This section includes mainly administrative files relating to the ministries undertaken by the Capuchin community at Holy Trinity Church and Friary in Cork. The series includes records of masses, internal community records and minute books, correspondence, schedules and records of elections (mainly for the guardianship of the Cork house).
This section includes registers and appointment books recording the names of Capuchin priests celebrating masses at Holy Trinity Church in Cork. Historical mass books (pre-dating circa 1970) have evidently been lost. However, Fr. Angelus Healy OFM Cap. (1875-1953) took extracts from some of the original (and now lost) mass registers for the purposes of his historical research. Some of this research has survived (see CA HT/7/7 and CA HT/7/8).

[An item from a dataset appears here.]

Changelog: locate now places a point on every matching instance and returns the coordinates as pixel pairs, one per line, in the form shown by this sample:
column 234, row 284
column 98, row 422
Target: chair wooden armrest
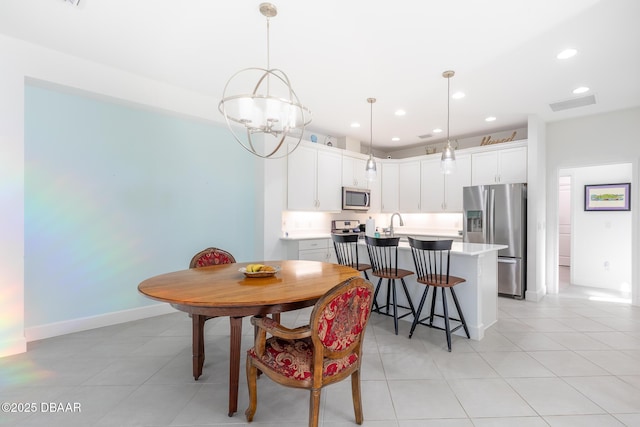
column 276, row 329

Register of masses at Holy Trinity Church. The volume contains several typescript inserts mainly relating to instructions for suffrages, jubilee masses, masses for benefactors, and masses for the Provincial Minister and Definitory (Council). The next volume in this sequence is at CA HT/1/1/1/10.
Notes from the Most Rev. Thomas Alphonsus O’Callaghan (1839-1916), Bishop of Cork, to the Holy Trinity community. The file includes a note re the desired formula for a declaration to be signed at the reception of converts to the Catholic faith and a sanction for the creation of a young men’s’ sodality at Holy Trinity Church.
Letter from M. Mahony, St. Helen’s, Blarney, County Cork, to Fr. Fiacre Brophy OSFC (1871-1926), referring to the recent death of Fr. Bernard Jennings OSFC (d. 26 Dec. 1904).
Letter from the Most Rev. Charles Joseph O’Reilly (1860-1923), Bishop of Baker City, Oregon, to Fr. Fiacre Brophy OSFC and the Holy Trinity community, referring to his recent visit to Cork, and to the impending arrival of the Irish Capuchins in his diocese. O’Reilly wrote: ‘I have heralded your coming, and all are eagerly expecting you. I will give you the choice of several places which promise well, and you will have missions throughout the state to enable you to get the means to purchase property and build’.
Community lists and Horariums (Latin for ‘the hours’). Horariums are the name given to the daily schedule for those living in a religious community or seminary.